Recently a survey was completed by Forbes Health/OnePoll asking 1000 adults questions about New Year’s resolutions. These results were interesting as they were slightly different from similar results conducted about 2023 New Year’s resolutions. In this blog post I would like to go over some of the interesting points.

The first thing that stuck out to me was that 62% of the respondents stated that they actually felt pressured to set a 2024 New Year’s resolution. Women were slightly more likely to feel pressure to set a New Year’s resolution.

The most popular resolution was to improve physical fitness in 2024. This was a change from the previous year where the most popular resolution was to improve mental health. Still 36% of the respondents had “improve mental health” as a top priority for 2024. Just beating out “improving mental health” was “improving finances”, which clocked in at 38% of respondents. Interestingly, “weight loss” and “improve diet” were separated into individual categories, even though they naturally go hand in hand. 34% of respondents had “weight loss” as a top priority for 2024, whereas 32% cited “weight loss” as a top 2024 New Year’s resolution.

Disappointingly, only 20% of respondents stated that they keep themselves responsible when setting a New Year’s resolution. To me this would indicate that they either don’t feel sure in their ability to stick with whatever resolution that they set, or they are simply not serious about the change in the long term. This contrasts with the percentage of respondents who state that they feel that their New Year’s resolution will have a lasting impact beyond 2024. A whopping 86% of respondents stated that they felt this way. I guess this makes sense. Why start a New Year’s resolution if you don’t think it will make a long-term impact. The fact that accountability is so low indicates a disconnect with what will be required, however. This might give us a clue as to why New Year’s resolutions fail at such an incredibly high rate.

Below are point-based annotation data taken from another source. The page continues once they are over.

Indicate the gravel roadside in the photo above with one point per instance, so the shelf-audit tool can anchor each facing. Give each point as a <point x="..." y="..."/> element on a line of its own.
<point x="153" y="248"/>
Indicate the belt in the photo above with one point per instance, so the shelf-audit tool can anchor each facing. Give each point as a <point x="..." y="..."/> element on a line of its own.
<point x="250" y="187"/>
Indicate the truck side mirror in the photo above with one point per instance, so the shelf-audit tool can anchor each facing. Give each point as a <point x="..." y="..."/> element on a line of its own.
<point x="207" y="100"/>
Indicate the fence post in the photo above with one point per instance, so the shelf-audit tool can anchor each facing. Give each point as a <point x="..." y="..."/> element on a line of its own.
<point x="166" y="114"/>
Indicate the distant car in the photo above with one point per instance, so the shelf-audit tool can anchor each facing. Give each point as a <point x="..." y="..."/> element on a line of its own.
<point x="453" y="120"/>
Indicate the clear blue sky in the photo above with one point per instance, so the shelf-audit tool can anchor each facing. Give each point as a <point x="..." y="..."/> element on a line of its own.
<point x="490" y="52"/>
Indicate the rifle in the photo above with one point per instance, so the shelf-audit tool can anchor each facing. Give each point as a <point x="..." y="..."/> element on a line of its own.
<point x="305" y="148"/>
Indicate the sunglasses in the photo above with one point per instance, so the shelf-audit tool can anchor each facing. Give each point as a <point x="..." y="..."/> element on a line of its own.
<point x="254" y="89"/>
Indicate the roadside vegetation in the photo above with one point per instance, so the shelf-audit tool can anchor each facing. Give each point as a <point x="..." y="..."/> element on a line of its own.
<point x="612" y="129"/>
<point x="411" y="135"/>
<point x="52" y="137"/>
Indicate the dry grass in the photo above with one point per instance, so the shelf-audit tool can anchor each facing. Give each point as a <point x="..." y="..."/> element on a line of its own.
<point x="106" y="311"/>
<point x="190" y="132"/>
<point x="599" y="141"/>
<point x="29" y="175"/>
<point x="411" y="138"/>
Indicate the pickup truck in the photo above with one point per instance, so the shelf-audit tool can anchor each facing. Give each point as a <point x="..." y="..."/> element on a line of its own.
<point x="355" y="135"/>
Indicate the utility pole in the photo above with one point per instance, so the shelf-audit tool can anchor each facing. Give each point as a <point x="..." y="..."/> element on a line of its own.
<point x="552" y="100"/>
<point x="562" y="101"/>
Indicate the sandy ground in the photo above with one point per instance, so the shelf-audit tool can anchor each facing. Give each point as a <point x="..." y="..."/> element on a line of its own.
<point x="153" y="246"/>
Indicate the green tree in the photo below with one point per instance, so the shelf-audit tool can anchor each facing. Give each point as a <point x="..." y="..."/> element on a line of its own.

In our Cincinnati and Northern Kentucky weight loss offices we try to discourage setting weight loss goals simply based on the time of year. I think that most people understand that New Year’s resolutions are kind of hokey and the novelty of them naturally leads to their failure. The best time to start any lifestyle change (whether it be to improve your career, stop smoking, lose weight, etc.) is when you are ready. I would encourage anyone who wants to make a change to make that change when they feel ready, not based on the calendar. I think doing so will lead to a lot higher chance for success. At the end of the day, before a resolution can be tackled effectively, one must understand what it will truly take to be successful. Once this understanding is made, the drive for the change must significantly outweigh the potential discomfort in making the changes needed. Only at this point does a person even stand a chance at being successful long term. In my opinion, long term success is the only success that truly matters.